I am working with sequencing data from a transposon mutagenesis library. I want to identify the exact site of transposon insertion into a plasmid (i.e. 10 kb genome). I have many millions of 100 bp unpaired reads off the plasmid. I have code that aligns to the plasmid and the transposon sequence and performs some DNA math on reads matching both sequences.
I have tried a number of different aligners - BLAT, bowtie2, subalign - and all of them fail to identify 100% of true positive insertions in a synthetically generated library of reads with 20 bp of homology both to plasmid and transposon. The best I can get is about 92% recall. Is there an aligner out there designed for this task? Identification of perfect or near perfect 15-20 bp matches within short reads? It is important that the software be able to find matches that begin in the middle of the read, of course.
Thanks for your help!
Recall of 92% sounds pretty good, to be honest.

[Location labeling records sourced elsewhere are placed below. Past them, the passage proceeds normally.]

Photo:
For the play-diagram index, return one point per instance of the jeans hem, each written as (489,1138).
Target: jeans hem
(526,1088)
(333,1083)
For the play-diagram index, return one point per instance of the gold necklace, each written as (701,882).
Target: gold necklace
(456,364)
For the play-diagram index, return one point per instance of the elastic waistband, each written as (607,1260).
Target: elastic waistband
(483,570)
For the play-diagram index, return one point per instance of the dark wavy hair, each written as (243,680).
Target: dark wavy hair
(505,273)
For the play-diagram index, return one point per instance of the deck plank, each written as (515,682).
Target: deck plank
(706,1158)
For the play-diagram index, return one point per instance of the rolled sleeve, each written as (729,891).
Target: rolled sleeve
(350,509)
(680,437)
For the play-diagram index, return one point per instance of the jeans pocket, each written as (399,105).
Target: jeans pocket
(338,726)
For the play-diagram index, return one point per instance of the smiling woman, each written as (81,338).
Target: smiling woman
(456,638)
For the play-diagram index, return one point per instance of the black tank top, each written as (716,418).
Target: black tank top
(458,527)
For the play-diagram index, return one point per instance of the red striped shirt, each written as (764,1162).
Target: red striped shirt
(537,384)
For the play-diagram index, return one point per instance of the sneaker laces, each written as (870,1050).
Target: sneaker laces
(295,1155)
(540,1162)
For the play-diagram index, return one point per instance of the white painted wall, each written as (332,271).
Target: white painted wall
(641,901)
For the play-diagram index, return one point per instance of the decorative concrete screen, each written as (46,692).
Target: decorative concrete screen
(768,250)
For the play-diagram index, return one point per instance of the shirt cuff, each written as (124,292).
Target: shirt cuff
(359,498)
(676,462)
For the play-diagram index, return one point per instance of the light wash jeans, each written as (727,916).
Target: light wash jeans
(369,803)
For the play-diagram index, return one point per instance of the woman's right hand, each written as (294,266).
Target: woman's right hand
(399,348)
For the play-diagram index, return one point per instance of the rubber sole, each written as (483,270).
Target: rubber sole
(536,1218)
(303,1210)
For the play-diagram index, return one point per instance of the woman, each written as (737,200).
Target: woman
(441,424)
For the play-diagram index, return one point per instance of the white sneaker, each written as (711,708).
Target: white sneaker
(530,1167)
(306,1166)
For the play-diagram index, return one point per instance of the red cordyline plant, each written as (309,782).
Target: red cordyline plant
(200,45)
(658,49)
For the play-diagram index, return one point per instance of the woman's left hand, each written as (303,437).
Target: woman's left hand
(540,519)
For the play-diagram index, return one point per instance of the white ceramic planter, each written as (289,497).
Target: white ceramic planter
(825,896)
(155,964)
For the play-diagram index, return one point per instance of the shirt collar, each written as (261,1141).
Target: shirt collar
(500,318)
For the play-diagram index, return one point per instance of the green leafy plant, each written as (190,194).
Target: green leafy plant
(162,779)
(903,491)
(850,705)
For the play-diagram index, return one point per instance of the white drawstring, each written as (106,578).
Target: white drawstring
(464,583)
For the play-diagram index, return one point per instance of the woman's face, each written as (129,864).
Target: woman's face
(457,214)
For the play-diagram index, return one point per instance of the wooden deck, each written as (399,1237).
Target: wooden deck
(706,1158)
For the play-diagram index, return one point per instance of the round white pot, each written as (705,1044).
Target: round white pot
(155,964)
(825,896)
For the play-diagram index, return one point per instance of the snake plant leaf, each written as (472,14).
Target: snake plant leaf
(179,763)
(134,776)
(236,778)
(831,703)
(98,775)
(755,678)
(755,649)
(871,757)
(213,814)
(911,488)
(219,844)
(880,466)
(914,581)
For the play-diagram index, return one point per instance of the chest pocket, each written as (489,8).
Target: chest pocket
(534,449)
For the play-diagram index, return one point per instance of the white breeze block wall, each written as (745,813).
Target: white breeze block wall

I would expect any tool which is actually meant for this kind of task to perfectly map a synthetic dataset with 20bp overlap at the insertion site. Even once you move into real data (with sequencing errors & variable degrees of overlap) an 8% rate of unmapped reads seems like a lot.
I guess the definition of "recall" isn't clear. I was assuming that the "recall" was for an aligner to correctly align a read with a synthetic "insertion" in it. I agree that a mapping rate of 92% for synthetic data would be unexpected. Perhaps a clarification of "recall" would be useful, but my comment wasn't a very academic one, more of an intuitive comment, so it may not be important to follow up on it.